It is commonly suggested to use a range scan via startrow
and stoprow
as opposed to a Rowkey Prefix Filter
(for example, here). The reasoning for this is because a Rowkey Prefix Filter
results in a full table scan of the rowkey, whereas a range scan via startrow
and stoprow
do not result in a full table scan. Why doesn't it? Most people say "because the rowkey is stored in lexographical order," which of course, doesn't explain why the Rowkey Prefix Filter
cannot leverage this.
At anyrate, how exactly does a range scan via startrow
and stoprow
not result in a full table scan of the rowkey?
Take this small example in python to show why I don't understand how the lexagraphical ordering of the rowkeys means anything when it comes to avoiding a full table scan:
rowkeys = ['a1', 'a2', 'a3', 'b1', 'b2', 'b3', 'c1', 'c2', 'c3']

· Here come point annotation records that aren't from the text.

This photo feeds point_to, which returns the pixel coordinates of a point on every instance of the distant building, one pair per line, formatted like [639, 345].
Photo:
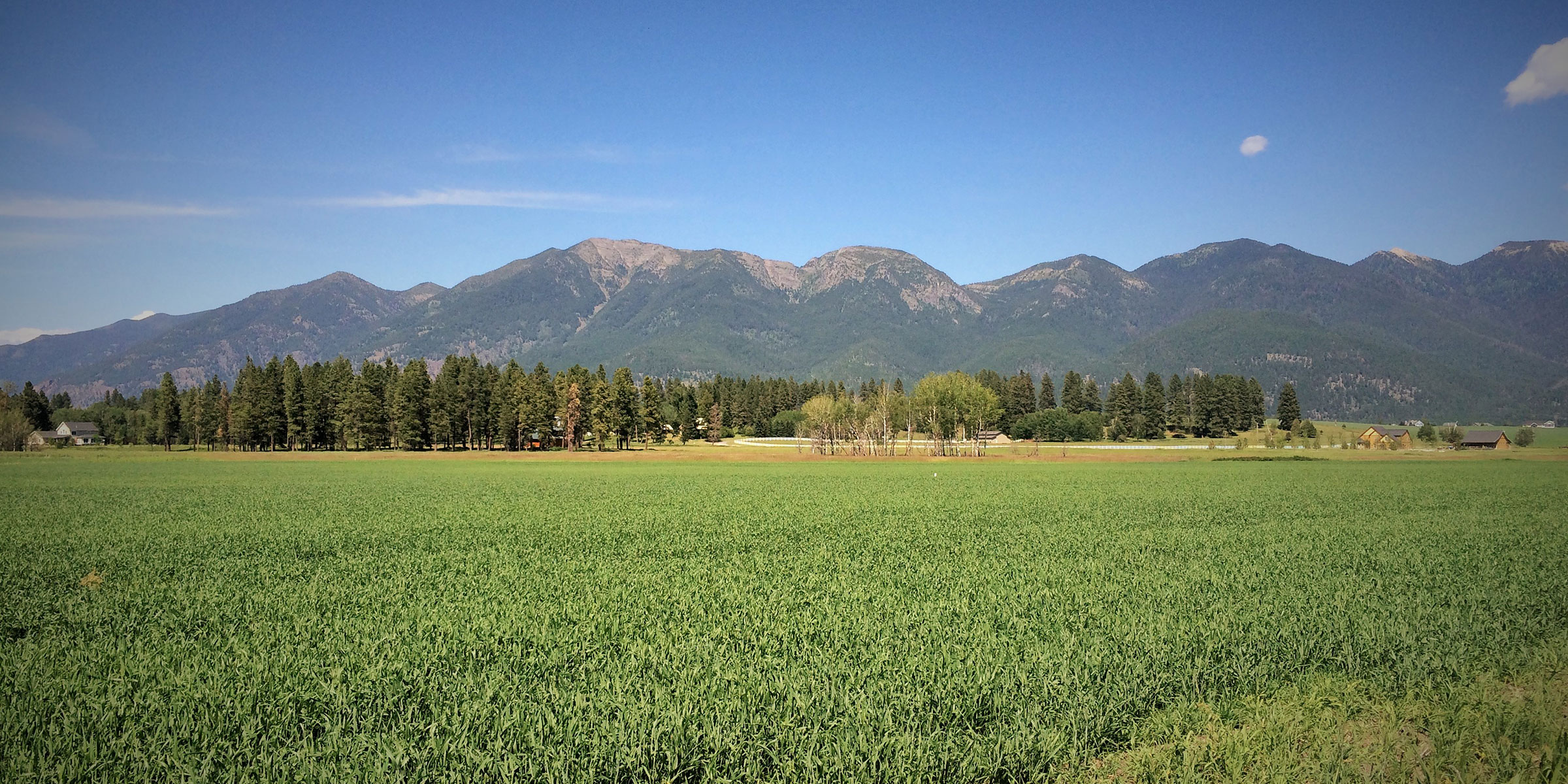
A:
[1377, 436]
[79, 433]
[1486, 440]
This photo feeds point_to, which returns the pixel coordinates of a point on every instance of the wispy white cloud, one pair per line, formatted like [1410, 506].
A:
[515, 200]
[499, 154]
[24, 239]
[76, 209]
[1545, 76]
[44, 129]
[27, 333]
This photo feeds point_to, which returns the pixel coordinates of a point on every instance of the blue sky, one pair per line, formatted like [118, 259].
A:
[176, 157]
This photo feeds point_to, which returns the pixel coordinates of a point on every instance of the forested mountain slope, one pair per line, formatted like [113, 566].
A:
[1394, 335]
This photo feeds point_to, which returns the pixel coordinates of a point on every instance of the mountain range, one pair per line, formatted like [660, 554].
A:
[1392, 336]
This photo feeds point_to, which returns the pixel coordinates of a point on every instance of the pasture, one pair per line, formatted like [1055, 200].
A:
[529, 618]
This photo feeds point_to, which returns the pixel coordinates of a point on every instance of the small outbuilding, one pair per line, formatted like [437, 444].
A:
[1486, 440]
[79, 433]
[1377, 436]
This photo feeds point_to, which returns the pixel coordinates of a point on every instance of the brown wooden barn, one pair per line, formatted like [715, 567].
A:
[1486, 440]
[1377, 436]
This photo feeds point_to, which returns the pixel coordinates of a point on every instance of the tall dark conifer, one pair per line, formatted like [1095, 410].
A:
[169, 413]
[1073, 393]
[1048, 394]
[1290, 410]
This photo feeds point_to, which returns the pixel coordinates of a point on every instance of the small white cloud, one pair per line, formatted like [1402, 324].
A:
[27, 333]
[515, 200]
[73, 209]
[493, 154]
[44, 129]
[1545, 76]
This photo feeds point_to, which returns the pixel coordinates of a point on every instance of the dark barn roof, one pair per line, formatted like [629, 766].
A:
[1380, 430]
[1482, 436]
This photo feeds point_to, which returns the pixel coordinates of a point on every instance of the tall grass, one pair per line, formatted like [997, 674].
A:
[634, 621]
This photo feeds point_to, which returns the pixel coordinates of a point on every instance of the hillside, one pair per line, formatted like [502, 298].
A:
[1392, 336]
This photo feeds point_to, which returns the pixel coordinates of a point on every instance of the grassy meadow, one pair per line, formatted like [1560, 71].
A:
[535, 618]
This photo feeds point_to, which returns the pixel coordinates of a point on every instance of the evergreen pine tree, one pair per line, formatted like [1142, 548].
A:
[1090, 396]
[1255, 396]
[1153, 406]
[169, 413]
[413, 405]
[1288, 412]
[1073, 393]
[35, 408]
[653, 412]
[1048, 394]
[294, 402]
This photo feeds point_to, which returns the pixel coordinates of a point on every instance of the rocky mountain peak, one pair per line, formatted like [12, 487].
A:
[1083, 269]
[613, 263]
[919, 284]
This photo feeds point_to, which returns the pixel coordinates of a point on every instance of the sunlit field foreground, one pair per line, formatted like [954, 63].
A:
[543, 620]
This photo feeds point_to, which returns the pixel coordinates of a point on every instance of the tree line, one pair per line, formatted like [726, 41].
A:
[284, 405]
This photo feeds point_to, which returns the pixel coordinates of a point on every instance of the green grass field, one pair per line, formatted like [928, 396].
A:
[459, 618]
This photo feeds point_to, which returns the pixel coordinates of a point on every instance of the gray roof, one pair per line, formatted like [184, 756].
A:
[1482, 436]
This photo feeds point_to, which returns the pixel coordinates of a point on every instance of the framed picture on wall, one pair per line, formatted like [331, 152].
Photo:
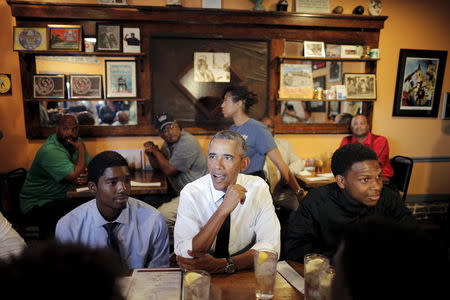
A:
[360, 86]
[85, 86]
[65, 37]
[109, 37]
[30, 38]
[49, 86]
[120, 79]
[419, 83]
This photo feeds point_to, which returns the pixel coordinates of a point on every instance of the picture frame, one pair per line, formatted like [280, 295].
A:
[131, 38]
[65, 37]
[419, 82]
[314, 49]
[85, 86]
[47, 86]
[5, 84]
[360, 86]
[334, 71]
[120, 79]
[29, 38]
[446, 107]
[351, 51]
[109, 37]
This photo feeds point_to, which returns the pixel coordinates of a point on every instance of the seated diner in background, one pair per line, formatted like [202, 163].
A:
[357, 193]
[181, 159]
[132, 228]
[225, 215]
[59, 164]
[237, 101]
[359, 127]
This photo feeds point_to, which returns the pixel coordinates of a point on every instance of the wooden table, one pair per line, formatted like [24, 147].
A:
[241, 285]
[143, 176]
[308, 184]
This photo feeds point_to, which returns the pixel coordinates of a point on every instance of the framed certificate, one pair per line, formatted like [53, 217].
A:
[85, 86]
[120, 79]
[49, 86]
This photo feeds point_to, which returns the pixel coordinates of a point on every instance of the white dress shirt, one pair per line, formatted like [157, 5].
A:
[142, 232]
[254, 224]
[10, 241]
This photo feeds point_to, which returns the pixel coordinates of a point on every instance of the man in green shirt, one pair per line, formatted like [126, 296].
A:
[58, 164]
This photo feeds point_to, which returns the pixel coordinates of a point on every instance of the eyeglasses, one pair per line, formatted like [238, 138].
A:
[167, 128]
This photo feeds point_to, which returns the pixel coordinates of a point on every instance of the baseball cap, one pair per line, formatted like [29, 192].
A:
[163, 120]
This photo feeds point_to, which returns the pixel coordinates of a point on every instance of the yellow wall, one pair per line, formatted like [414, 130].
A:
[412, 24]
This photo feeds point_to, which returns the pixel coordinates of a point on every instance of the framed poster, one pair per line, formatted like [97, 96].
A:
[109, 37]
[131, 40]
[360, 86]
[65, 37]
[30, 38]
[85, 86]
[296, 81]
[5, 85]
[419, 82]
[445, 108]
[120, 79]
[49, 86]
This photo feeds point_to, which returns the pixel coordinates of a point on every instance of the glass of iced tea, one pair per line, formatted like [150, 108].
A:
[265, 261]
[314, 264]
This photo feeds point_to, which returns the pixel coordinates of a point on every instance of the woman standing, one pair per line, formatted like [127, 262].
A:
[236, 105]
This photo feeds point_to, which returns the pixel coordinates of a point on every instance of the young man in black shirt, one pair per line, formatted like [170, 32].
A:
[357, 193]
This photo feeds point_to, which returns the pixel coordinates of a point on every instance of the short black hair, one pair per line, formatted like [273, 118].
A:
[51, 270]
[103, 161]
[344, 157]
[240, 93]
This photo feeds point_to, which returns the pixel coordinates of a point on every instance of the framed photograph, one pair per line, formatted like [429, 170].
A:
[49, 86]
[334, 71]
[65, 37]
[296, 81]
[333, 50]
[351, 51]
[120, 79]
[360, 86]
[5, 85]
[314, 49]
[445, 108]
[85, 86]
[30, 38]
[131, 40]
[419, 83]
[312, 6]
[109, 37]
[293, 48]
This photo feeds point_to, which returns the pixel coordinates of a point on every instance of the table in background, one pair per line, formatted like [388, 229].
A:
[144, 176]
[241, 285]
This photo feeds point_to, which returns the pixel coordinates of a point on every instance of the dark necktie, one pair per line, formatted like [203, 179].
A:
[113, 243]
[223, 238]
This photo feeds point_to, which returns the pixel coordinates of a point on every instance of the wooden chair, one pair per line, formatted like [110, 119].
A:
[402, 166]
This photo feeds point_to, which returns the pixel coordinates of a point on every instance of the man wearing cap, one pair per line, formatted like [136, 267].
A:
[181, 159]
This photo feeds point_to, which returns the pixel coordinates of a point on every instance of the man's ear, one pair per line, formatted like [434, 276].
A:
[92, 187]
[244, 163]
[340, 180]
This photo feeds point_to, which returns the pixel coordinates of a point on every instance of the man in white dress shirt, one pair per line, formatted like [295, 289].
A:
[224, 193]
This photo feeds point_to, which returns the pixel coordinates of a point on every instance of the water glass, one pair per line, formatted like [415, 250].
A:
[265, 262]
[196, 285]
[314, 264]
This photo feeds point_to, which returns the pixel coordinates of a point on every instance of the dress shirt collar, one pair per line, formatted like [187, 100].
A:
[99, 221]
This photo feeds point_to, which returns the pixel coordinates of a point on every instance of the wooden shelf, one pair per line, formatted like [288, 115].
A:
[308, 99]
[282, 58]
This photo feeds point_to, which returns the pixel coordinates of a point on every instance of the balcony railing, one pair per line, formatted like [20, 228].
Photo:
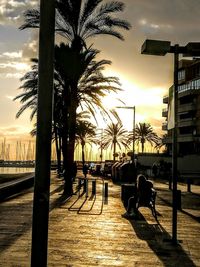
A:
[191, 85]
[165, 99]
[164, 112]
[164, 126]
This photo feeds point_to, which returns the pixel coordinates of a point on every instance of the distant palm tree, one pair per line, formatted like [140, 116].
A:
[115, 135]
[144, 133]
[85, 133]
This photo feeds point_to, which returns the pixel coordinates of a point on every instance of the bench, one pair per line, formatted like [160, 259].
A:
[13, 187]
[149, 203]
[129, 190]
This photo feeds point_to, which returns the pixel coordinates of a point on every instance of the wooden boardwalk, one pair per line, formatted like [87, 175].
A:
[91, 232]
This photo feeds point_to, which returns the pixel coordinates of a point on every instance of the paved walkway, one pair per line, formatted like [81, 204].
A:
[91, 232]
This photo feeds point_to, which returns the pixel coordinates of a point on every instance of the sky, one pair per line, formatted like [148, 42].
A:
[144, 79]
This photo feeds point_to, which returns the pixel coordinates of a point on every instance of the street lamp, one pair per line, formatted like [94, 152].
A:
[101, 145]
[133, 108]
[161, 48]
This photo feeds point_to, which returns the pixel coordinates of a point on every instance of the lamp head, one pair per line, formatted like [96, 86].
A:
[155, 47]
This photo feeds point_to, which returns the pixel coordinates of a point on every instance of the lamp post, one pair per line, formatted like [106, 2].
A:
[161, 48]
[43, 137]
[133, 108]
[101, 146]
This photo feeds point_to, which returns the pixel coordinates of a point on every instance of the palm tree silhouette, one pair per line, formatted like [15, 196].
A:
[115, 135]
[144, 133]
[85, 133]
[77, 21]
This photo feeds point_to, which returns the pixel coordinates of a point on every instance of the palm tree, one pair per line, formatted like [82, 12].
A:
[144, 133]
[91, 87]
[85, 133]
[115, 135]
[77, 21]
[81, 19]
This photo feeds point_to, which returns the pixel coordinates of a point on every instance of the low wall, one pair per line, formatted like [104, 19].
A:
[184, 164]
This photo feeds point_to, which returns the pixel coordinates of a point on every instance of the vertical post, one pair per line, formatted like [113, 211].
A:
[133, 132]
[174, 149]
[106, 190]
[43, 138]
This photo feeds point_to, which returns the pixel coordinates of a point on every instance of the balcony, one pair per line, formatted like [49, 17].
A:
[164, 112]
[165, 99]
[164, 126]
[187, 122]
[167, 140]
[185, 138]
[186, 107]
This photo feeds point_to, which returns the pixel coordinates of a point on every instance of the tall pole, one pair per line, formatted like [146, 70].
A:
[43, 138]
[133, 132]
[174, 148]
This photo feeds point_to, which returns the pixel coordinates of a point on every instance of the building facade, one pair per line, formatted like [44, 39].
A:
[188, 121]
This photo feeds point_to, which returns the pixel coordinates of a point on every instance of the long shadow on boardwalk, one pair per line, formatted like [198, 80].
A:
[160, 243]
[16, 218]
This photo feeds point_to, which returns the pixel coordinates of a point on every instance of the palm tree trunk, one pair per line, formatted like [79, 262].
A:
[83, 154]
[58, 150]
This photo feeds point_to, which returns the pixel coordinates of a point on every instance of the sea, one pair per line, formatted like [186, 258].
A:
[14, 170]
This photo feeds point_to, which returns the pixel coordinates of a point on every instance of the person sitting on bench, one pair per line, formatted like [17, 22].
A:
[142, 196]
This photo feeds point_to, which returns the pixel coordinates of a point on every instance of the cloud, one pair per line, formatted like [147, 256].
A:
[30, 49]
[11, 11]
[12, 54]
[14, 131]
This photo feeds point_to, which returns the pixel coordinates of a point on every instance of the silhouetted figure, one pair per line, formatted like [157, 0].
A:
[74, 171]
[85, 170]
[142, 195]
[155, 170]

def range_scan(startrow, stoprow):
is_found = False
for rowkey in rowkeys:
if startrow <= rowkey < stoprow:
is_found = True
yield rowkey
else:
if is_found:
raise StopIteration()
Clearly, the HBase algorithm differs from this. How does it?
TLDR: How exactly does HBase avoid a full table scan when doing a range scan with startrow and stoprow?